First of all, he spent three years in a Nazi concentration camp during the second world war. Then, in 1948, Bergonzi made his operatic debut – but as a baritone. He soon realised his voice was more suited to the tenor range and in his mid-20s he retrained. By 1953 he had caused a stir at Milan’s La Scala and world fame followed.

Bergonzi was best known for his performances in Verdi operas. Favourite roles included Manrico in Verdi’s Il Trovatore, Cavaradossi in Puccini’s Tosca, and Canio in Leoncavallo’s Pagliacci. A poor-ish actor, he was nonetheless an intelligent musician and supported his essentially lyrical voice with legendary breath control.

Bergonzi was aware of his own limitations, telling the New York Times in 1981: “I know I don’t look like Rudolph Valentino.
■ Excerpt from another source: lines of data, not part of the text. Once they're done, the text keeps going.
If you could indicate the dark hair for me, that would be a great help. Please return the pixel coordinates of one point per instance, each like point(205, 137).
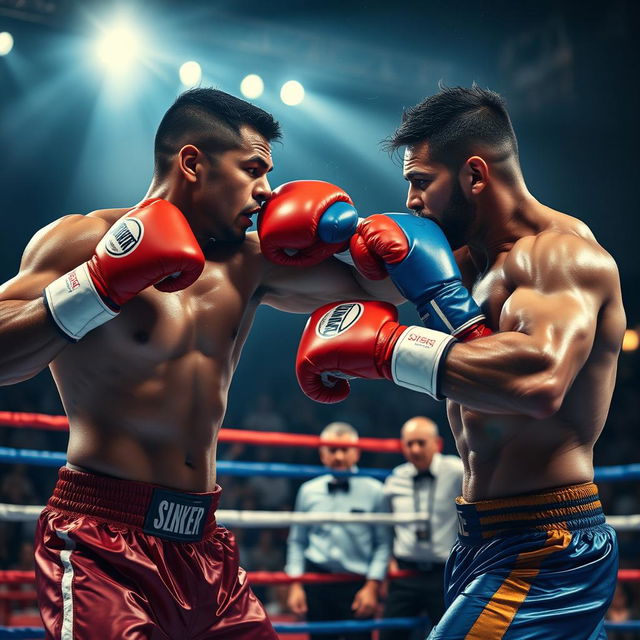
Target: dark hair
point(209, 119)
point(455, 122)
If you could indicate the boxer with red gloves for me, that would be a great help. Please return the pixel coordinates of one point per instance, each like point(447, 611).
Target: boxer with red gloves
point(417, 256)
point(151, 245)
point(360, 339)
point(128, 542)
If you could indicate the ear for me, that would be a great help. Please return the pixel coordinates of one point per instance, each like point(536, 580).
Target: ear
point(188, 158)
point(474, 176)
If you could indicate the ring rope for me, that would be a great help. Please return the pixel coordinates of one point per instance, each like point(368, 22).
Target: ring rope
point(279, 519)
point(281, 469)
point(280, 577)
point(338, 626)
point(244, 436)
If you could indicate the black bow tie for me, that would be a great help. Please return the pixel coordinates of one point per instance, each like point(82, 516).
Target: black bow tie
point(423, 474)
point(338, 484)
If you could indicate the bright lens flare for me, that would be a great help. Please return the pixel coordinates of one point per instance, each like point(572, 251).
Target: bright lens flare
point(292, 93)
point(252, 86)
point(118, 47)
point(6, 43)
point(190, 73)
point(631, 340)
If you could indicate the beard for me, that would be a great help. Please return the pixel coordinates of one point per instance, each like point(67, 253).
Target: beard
point(456, 218)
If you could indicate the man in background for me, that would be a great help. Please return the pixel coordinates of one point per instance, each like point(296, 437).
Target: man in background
point(428, 483)
point(362, 549)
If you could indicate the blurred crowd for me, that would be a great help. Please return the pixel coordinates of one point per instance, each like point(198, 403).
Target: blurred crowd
point(374, 412)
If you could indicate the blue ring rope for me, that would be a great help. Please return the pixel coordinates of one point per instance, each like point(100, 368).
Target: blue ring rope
point(347, 626)
point(280, 469)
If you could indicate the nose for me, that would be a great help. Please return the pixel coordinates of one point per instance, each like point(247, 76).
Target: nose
point(262, 190)
point(414, 202)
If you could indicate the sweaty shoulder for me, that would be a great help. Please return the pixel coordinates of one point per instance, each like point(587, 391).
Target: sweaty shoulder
point(562, 255)
point(68, 241)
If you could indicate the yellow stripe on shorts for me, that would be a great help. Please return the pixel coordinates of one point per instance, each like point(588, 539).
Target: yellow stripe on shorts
point(498, 613)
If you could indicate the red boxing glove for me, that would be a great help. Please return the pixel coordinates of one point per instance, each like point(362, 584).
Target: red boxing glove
point(151, 245)
point(306, 221)
point(346, 340)
point(376, 242)
point(363, 339)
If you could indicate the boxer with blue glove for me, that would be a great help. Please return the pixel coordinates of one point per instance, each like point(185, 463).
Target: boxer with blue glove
point(416, 255)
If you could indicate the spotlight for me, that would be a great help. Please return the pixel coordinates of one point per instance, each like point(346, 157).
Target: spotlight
point(6, 43)
point(292, 93)
point(118, 47)
point(252, 86)
point(190, 73)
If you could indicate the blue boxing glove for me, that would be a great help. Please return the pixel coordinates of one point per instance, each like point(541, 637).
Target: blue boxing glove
point(417, 256)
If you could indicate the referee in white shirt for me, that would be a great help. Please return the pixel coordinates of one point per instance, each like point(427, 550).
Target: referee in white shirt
point(361, 549)
point(428, 483)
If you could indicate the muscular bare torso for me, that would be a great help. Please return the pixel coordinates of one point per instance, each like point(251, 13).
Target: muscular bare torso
point(508, 454)
point(145, 393)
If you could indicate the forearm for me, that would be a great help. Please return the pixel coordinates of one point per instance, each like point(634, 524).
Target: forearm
point(28, 340)
point(503, 373)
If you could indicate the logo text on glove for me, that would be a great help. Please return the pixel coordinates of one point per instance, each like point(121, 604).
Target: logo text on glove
point(124, 237)
point(338, 319)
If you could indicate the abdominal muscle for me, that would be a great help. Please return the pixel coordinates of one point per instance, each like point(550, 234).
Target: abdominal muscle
point(507, 455)
point(146, 393)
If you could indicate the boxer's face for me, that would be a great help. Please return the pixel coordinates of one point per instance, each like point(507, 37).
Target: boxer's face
point(340, 458)
point(435, 192)
point(236, 184)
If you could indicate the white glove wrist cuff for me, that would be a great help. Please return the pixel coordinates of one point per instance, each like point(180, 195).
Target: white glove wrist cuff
point(75, 305)
point(417, 357)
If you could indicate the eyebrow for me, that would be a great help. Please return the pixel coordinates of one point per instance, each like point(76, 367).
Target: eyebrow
point(261, 161)
point(412, 175)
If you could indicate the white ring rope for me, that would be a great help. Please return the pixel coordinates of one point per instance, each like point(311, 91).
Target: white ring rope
point(279, 519)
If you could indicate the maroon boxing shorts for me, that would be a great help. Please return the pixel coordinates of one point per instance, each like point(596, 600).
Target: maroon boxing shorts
point(120, 559)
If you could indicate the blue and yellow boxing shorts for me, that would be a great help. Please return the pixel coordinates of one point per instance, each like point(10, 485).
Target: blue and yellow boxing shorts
point(538, 566)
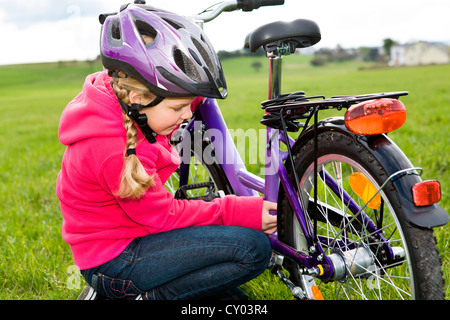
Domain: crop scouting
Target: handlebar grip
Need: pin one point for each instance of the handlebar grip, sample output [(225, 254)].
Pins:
[(249, 5)]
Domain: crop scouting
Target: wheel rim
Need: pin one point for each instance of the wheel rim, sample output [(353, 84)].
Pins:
[(380, 281)]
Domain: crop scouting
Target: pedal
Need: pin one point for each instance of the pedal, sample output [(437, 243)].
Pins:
[(297, 292)]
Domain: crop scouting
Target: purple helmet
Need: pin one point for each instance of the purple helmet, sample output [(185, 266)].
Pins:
[(179, 62)]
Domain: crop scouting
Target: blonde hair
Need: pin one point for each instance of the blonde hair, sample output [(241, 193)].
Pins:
[(135, 180)]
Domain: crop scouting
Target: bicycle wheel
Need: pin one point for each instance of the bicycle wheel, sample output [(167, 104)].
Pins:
[(415, 273), (200, 173)]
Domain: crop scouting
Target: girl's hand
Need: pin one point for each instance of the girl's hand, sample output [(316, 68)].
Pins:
[(269, 222)]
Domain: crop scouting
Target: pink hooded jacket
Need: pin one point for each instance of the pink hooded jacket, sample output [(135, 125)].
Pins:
[(99, 225)]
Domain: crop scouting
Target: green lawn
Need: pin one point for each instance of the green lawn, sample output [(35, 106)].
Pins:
[(35, 263)]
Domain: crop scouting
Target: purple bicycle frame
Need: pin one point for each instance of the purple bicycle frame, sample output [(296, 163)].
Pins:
[(245, 183)]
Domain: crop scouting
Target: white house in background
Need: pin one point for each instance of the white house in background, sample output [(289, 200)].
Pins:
[(419, 53)]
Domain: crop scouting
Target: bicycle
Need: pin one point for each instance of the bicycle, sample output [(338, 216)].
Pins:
[(354, 217), (352, 223)]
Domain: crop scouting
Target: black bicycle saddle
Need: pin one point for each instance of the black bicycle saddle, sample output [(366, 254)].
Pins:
[(300, 33)]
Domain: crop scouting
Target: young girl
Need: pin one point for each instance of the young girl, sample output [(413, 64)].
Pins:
[(128, 235)]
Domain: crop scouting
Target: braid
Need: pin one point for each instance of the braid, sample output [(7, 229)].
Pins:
[(135, 180)]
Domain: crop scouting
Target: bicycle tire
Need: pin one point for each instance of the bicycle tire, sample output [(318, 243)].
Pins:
[(422, 268), (203, 167)]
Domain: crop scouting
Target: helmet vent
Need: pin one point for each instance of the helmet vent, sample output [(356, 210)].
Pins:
[(174, 24), (115, 30), (186, 65), (204, 54), (145, 29)]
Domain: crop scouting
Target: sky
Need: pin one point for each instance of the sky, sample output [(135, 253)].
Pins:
[(59, 30)]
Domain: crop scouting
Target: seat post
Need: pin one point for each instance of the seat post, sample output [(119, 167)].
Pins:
[(272, 145), (275, 64)]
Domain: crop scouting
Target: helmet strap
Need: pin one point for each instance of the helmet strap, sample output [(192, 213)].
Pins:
[(140, 119)]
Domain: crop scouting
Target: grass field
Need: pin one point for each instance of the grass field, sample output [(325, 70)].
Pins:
[(35, 263)]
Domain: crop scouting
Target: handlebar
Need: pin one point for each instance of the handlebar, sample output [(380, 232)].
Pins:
[(231, 5)]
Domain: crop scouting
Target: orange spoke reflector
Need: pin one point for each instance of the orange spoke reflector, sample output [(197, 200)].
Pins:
[(365, 189), (426, 193), (375, 116), (316, 293)]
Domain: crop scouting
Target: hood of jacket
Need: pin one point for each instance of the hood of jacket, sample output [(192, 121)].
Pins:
[(95, 112)]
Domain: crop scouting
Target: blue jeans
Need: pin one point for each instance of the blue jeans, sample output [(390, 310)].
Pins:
[(189, 263)]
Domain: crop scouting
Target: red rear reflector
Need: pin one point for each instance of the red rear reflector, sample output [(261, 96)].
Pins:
[(375, 116), (426, 193)]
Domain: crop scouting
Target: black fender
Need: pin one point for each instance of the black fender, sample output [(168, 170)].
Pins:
[(394, 160)]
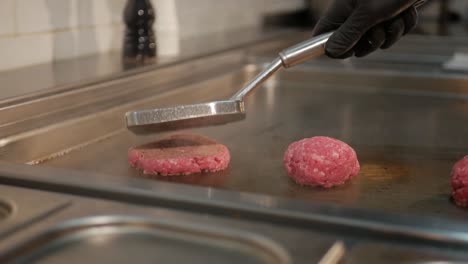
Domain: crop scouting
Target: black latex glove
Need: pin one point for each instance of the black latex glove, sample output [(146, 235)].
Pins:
[(364, 26)]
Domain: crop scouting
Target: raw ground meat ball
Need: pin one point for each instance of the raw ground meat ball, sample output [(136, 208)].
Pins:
[(180, 155), (321, 161), (460, 182)]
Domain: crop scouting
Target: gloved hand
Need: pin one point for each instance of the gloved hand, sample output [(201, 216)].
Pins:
[(363, 26)]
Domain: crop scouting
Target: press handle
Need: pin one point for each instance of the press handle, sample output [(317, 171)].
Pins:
[(304, 51)]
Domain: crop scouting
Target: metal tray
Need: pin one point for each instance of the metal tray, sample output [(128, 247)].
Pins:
[(118, 239), (408, 130)]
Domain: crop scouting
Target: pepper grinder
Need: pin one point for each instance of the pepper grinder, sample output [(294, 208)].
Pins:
[(139, 40)]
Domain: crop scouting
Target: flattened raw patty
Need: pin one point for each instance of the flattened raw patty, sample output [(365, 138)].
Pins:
[(460, 182), (321, 161), (180, 155)]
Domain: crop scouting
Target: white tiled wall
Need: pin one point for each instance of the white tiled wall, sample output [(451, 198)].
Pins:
[(38, 31)]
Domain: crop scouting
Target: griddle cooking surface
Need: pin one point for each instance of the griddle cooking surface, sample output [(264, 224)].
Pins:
[(406, 140)]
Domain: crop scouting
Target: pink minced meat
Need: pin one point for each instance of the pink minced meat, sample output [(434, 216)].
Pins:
[(321, 161), (460, 182), (180, 155)]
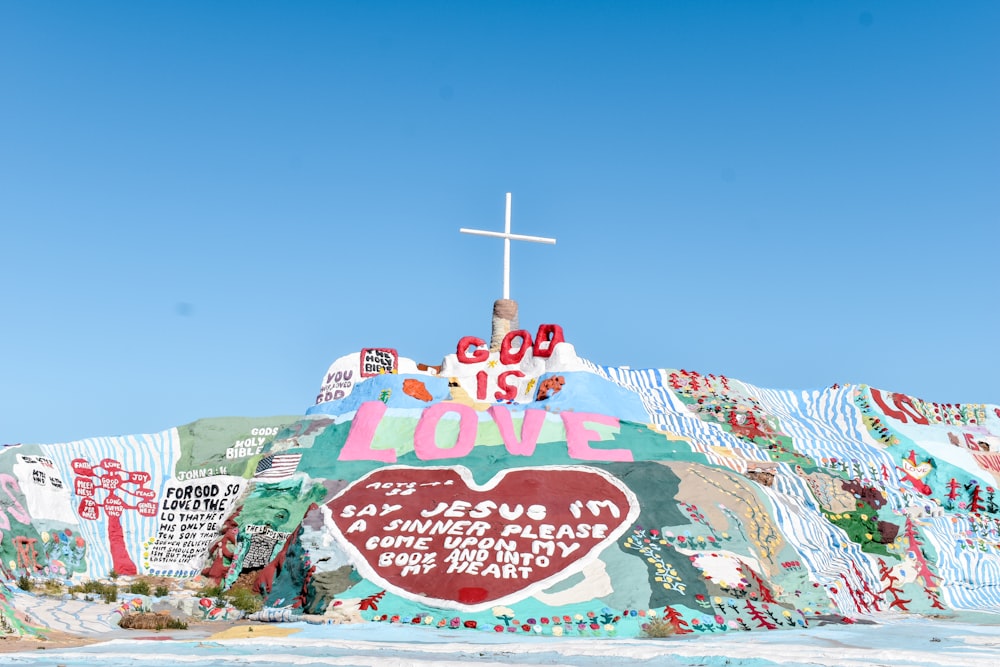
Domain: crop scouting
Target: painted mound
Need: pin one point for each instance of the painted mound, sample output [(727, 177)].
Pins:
[(528, 490)]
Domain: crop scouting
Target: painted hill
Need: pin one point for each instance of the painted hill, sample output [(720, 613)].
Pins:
[(525, 489)]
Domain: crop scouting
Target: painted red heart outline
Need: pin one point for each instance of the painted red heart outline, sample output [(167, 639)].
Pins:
[(572, 512)]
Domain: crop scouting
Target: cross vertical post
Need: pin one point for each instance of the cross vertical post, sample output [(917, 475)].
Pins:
[(507, 238)]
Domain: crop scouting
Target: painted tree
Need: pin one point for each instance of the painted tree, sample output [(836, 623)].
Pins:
[(109, 479), (759, 616), (866, 588), (991, 505), (674, 618), (953, 490), (892, 587), (917, 552)]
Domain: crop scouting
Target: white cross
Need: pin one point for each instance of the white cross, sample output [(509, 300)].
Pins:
[(507, 238)]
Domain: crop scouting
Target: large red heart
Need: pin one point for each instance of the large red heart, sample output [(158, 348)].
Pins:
[(434, 536)]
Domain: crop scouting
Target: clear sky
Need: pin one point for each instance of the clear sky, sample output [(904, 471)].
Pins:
[(203, 204)]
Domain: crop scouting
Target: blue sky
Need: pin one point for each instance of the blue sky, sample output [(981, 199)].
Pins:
[(203, 204)]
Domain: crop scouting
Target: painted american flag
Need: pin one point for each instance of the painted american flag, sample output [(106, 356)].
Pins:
[(277, 466)]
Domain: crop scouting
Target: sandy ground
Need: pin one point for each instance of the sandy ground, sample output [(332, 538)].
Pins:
[(212, 631)]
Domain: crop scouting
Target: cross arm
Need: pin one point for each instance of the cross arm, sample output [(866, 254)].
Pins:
[(512, 237)]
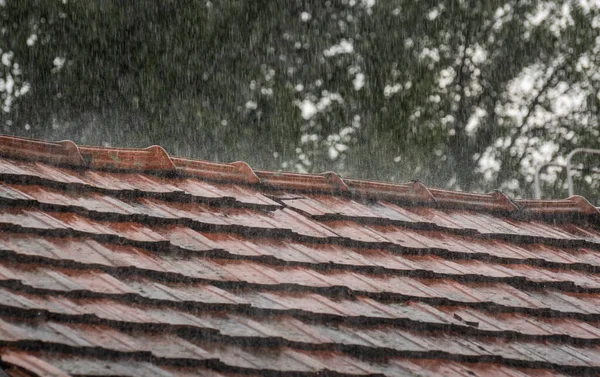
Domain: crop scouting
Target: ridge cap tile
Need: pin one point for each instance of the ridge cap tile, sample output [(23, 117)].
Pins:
[(156, 159)]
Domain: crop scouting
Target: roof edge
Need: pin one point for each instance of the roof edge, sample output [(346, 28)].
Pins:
[(155, 159)]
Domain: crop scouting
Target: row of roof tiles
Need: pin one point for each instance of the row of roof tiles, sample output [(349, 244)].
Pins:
[(155, 159)]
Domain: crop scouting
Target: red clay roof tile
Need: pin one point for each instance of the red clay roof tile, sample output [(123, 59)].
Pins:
[(131, 262)]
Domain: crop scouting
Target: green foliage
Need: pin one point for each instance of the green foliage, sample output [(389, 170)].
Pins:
[(461, 94)]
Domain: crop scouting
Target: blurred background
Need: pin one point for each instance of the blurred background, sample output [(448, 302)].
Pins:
[(468, 95)]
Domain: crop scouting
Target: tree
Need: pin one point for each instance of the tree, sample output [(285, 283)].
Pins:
[(460, 94)]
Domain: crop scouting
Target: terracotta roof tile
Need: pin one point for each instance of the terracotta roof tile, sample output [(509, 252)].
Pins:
[(131, 262)]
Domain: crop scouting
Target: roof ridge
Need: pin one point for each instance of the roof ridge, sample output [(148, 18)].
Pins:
[(155, 159)]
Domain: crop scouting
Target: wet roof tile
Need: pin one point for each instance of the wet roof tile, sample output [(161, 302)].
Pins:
[(131, 262)]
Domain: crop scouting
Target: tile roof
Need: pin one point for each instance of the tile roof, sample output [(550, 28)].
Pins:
[(131, 262)]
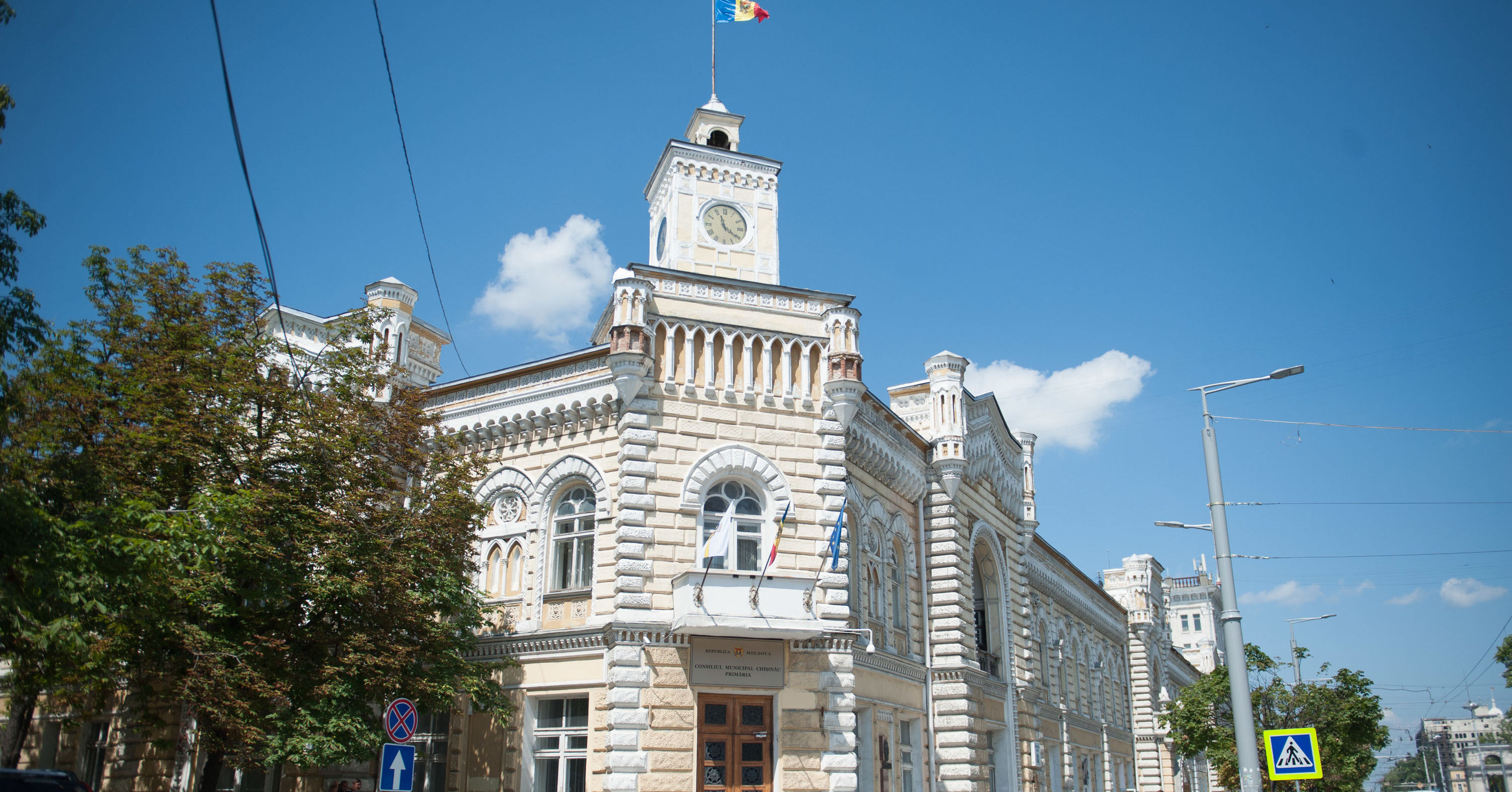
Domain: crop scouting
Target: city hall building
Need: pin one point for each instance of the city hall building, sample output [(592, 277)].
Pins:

I know what a proper physique should be for the parts I sing, but I have tried to learn to act through the voice. The proper, pure expression of the line is the most important thing.”

But it is the large catalogue of recordings from his earlier days for which Bergonzi will deservedly be remembered. Bergonzi was always interested in unusual repertoire: his first radio recital, in 1951, concentrated on rare Verdi arias. In 1976, he made a recording of every major Verdi aria.